Bugün, 21 Aralık 2024 Cumartesi

B.Rahmi ÖZEN


ŞİİRLERİN NEFESİNDE KOKAN ANNELER

"Seni göremedim diye bu bahar İçimde bin türlü duygunun isyanı var Turnaların gökyüzünü sevdiği kadar Seni sevdiğimin farkında mısın?”


 Sadece inancı üstün gelir evlat sevginden. Bağrına sevdasını basarak gönderir bizi uzak diyarlara. Ve şefkati, inancın ak ikliminde yeşerir. 
Keşke, annelerimizin yürekten fedakârlıklarına layık olabilsek… 
Hazreti Sümeyra'yı hatırlatırlar bizlere. Oğullarının sırtını sıvazlayıp, "Eğer O'na bir şey olursa eve dönmeyin!" diyen analar anasının hitabına eş tutarız sözlerini.
Bedir'lenen şu garip devirde sabrı, sevdanın atlastan ikliminde bir sancak gibi dalgalandıran nice anneler tanırız. Fatih'ler doğuracak yaşta ceylan bakışlı cananlar vardır, bu ülkede. 
Beşikten ötesi ve ana kucağından gayrisi gurbettir yavrularına.
Evladının yokluğunda hüzünler pişirir bulgur bulgur kaynayan yüreğinde: 

"Hüzünlü gözlerle erdin geceye 
Hüznünü, derdini saklama anne!
Bugün ben ağlarım senin yerine
Yeter ki sen bir gül, ağlama anne "
Onlardan uzak yaşadığımız gurbetlerde anılarla teselli bulmaya çalışırız.
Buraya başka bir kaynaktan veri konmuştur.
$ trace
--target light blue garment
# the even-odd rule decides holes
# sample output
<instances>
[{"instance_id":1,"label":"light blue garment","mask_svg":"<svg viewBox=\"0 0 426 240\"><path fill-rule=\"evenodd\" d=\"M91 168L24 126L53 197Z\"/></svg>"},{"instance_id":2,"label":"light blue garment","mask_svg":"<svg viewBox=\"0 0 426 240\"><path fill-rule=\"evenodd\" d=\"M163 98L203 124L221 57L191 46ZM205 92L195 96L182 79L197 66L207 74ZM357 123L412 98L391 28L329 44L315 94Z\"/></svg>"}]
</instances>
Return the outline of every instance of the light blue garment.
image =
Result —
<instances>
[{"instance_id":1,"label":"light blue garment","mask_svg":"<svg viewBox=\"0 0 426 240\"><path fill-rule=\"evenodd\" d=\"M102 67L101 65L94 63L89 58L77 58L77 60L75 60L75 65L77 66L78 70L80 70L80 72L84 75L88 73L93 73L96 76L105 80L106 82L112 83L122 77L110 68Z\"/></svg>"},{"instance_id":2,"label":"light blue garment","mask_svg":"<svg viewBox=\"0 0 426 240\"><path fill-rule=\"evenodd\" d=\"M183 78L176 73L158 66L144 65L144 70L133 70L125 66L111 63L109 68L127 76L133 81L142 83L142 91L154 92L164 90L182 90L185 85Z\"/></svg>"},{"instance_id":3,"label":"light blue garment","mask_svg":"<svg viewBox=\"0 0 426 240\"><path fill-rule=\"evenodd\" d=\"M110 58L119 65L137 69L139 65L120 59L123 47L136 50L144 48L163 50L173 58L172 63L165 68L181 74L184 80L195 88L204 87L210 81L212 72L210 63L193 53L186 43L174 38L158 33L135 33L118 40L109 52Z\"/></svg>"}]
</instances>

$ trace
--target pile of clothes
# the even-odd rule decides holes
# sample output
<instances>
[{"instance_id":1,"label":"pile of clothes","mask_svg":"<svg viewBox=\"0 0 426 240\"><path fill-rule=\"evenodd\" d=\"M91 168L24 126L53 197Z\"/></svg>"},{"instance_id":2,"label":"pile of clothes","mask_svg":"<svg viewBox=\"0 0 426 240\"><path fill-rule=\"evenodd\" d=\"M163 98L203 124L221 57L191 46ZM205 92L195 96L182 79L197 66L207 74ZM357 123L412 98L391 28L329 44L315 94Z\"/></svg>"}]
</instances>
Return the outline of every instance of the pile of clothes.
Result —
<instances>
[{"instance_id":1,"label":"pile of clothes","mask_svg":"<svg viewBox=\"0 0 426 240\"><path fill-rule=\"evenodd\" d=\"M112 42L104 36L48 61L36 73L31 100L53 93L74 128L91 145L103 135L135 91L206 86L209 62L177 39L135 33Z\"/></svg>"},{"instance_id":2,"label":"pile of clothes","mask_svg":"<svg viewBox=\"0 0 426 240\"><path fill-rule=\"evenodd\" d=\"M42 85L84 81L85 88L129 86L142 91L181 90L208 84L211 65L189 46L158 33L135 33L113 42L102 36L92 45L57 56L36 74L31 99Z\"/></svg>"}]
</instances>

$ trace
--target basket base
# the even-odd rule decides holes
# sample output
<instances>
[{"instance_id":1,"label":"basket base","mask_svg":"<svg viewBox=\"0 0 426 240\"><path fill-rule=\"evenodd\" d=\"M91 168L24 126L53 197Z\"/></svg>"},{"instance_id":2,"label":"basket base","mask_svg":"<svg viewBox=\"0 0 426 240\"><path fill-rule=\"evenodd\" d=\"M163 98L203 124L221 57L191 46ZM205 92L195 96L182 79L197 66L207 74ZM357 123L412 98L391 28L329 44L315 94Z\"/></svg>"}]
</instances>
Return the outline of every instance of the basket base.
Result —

Yine de, "İlk emdiğimiz süt gibi sıcak olamaz anılarımız.
"Ve alnım açıksa, başım dikse
Dirliğimiz varsa, mutluysam
Yüzüme gülüyorsa böyle bu şehir
Bir beyaz zambak gibi pırıl pırılsa yavrum
Ve yavrumsa sevdiren bana her şeyi
Bu mutluluk, bu düzen, bu bitmeyen aydınlık
Anasının yüzü suyu hürmetinedir. "
Biz evlatlar, annelerimizin ayağını bastığı toprağı cennet biliriz.  
Tek sığınağımız, onun bize olan yakınlığıdır. Bu yakınlığını affımıza ferman biliriz. Lakin her şeye rağmen, bizim için inlediği dakikaların ağırlığı altında eziliriz hep. Annelerimizin incilerden daha aziz gözyaşlarına, bilmem ki sünger olabilecek mi şairlerimizin sözleri? 
Annelerimize karşı işlediğimiz kusurların, öf deyişlerin hicabını yaşıyoruz hep. Onların; yavrum diye atan kalplerinde karşılıksız sevgiler ve sınırsız affedişler saklıdır. Annelerimizin rızasını kazanmadan Cennet bize nasıl yakın olabilir ki!
Atasözlerimiz de çok anlam taşıyor: "Ana başa taç imiş Her derde ilaç imiş Bir evlat pir olsa da Anaya muhtaç imiş."